Below is a code template to get you started:

In [None]:
# Hyperparameters
alpha = ...          # TODO (e.g. 0.000000001)
iterations = ...     # TODO (e.g. 200 or 500)


# Initial parameters
m, c = ...    # TODO

# Lists for monitoring training
# TODO - create empty lists for monitoring m, c and loss over each iteration

# Iterate
for it in range(iterations):

    # 1) Forward pass (predictions)
    y_hat = ...  # TODO: vector of predictions for all x, using the current values of m and c

    # 2) Calculate Loss
    loss = ...   # TODO: Find the loss
    loss_history... # TODO: append the loss to the loss_history list

    # 3) Record parameters
    # TODO: Append the parameters m and c to the m_history and c_history lists

    # 4) Get gradients (mean of per-example gradients)
    #dm, dc = ...  # TODO: call the batch gradient function

    # 5) Parameter update (gradient descent step)
    #m = ...       # TODO: update m using alpha and dm
    #c = ...       # TODO: update c using alpha and dc

    # 6) Optional debug printing
    if it % 50 == 0:
        print(loss)
        pass #TODO print some information about the training

print("Final parameters:", m, c)
print("Final loss:", loss_history[-1])


Now create the plots described earlier.

## Further Work

If you wish to go further, here are some ideas for things you can try (in no particular order!):

- Implement Stochastic Gradient Descent (SGD): Update `m` and `c` using one training example at a time (optionally shuffle the data each epoch). Compare the loss curve to batch Gradient Descent (An epoch = one full pass through the dataset).
  
- Implement Mini-Batch Stochastic Gradient Descent: Update `m` and `c` using a small batch of randomly selected training examples at a time (e.g. batch size 8, 16, or 32).

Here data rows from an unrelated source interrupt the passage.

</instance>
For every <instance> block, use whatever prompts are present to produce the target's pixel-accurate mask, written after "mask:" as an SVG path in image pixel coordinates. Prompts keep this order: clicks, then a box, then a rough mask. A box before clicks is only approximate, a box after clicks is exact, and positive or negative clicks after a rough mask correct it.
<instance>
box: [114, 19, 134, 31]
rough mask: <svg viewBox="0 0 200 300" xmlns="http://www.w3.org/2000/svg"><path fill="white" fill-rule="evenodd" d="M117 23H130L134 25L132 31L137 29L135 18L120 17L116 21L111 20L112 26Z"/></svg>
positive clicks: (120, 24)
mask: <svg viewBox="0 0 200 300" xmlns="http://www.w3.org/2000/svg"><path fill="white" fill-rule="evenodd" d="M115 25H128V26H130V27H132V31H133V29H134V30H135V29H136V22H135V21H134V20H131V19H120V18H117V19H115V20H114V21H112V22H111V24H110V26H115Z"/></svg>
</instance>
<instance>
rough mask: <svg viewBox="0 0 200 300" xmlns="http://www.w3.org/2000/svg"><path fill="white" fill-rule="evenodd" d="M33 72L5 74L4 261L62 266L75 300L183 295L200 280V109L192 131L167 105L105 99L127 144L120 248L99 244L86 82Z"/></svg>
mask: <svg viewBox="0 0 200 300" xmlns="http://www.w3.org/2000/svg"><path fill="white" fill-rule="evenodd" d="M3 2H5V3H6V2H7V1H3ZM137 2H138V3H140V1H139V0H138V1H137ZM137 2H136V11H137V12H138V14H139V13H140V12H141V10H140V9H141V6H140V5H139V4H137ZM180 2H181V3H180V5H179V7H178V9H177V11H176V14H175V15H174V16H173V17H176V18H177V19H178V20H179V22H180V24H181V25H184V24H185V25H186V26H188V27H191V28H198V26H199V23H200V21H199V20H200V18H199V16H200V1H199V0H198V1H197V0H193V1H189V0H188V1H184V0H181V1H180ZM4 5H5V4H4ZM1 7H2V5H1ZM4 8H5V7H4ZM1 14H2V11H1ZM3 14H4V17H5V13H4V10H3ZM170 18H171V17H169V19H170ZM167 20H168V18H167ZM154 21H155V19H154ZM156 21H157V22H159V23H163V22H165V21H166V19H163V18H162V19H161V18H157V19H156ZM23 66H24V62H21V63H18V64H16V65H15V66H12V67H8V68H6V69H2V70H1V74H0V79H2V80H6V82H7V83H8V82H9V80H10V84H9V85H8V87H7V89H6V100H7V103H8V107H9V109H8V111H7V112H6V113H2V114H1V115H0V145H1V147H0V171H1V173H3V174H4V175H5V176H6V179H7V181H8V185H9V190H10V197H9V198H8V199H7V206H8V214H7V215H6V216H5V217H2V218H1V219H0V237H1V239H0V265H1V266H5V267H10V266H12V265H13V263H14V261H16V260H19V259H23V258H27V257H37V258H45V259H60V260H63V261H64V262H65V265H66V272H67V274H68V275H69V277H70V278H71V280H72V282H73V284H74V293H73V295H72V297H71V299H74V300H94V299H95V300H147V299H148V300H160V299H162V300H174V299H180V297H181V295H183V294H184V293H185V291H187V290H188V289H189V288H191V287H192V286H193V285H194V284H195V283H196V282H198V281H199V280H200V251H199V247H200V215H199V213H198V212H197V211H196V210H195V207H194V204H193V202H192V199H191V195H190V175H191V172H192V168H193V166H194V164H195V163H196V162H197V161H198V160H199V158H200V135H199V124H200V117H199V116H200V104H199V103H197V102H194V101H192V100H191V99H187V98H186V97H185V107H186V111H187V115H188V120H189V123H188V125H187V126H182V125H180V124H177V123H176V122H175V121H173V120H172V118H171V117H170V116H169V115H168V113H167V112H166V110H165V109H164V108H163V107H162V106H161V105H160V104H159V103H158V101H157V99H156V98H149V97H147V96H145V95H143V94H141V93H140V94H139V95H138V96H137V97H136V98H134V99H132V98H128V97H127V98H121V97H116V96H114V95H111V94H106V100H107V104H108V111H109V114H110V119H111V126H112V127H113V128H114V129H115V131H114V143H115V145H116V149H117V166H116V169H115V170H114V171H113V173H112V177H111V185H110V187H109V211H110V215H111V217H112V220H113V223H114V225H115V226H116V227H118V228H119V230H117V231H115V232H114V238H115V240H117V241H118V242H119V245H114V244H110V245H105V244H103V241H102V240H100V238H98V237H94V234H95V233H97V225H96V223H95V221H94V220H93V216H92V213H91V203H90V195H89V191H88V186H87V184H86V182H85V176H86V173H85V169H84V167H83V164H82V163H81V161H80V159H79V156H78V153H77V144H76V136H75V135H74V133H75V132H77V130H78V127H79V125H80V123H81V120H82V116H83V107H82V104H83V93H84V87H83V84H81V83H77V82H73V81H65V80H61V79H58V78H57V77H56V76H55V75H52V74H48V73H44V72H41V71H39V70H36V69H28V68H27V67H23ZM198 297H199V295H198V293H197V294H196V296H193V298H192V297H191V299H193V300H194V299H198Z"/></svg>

- Experiment with the learning rate `alpha`: Try values that are smaller/larger and describe what you observe (slow convergence, oscillation, divergence). Find a ‚Äúgood‚Äù range for your data. In practice, you would usually scale the features `x` first (e.g. min‚Äìmax scale to [-1, 1], or standardise to zero mean and unit variance). Try this and see how it changes the suitable range of alpha.

- Rewrite the model in matrix form: In the lecture slides, we applied the model using matrix multiplication, which makes it easier to add additional features. Rewrite the model so predictions are computed as $\hat{y} = X\theta$ (you will need to add a bias column of ones to X). Use the '@' operator for matrix multiplication. Confirm this implementation of the model gives the same results as the `y_hat = mx + c` version used in this worksheet.

- Add a second feature: Try adding a second feature to the model, you can use 'absorption' from the RoomT60s.csv dataset, for example. This will mean there are now three parameters in the model: $$\hat{y} = \theta_0 * Volume + \theta_1 * absorption + \theta_2$$ Compare the performance of this with the single-feature model.

- Vectorise the gradient using broadcasting (no Python loop): The `batch_grads_mean` function currently uses a for-loop to find the mean of the gradients over the dataset, which is inefficient. Compute all per-example errors at once, then take means to get dm and dc. Check correctness by comparing your vectorised gradients to the for-loop version of the gradients (e.g. using `np.allclose`).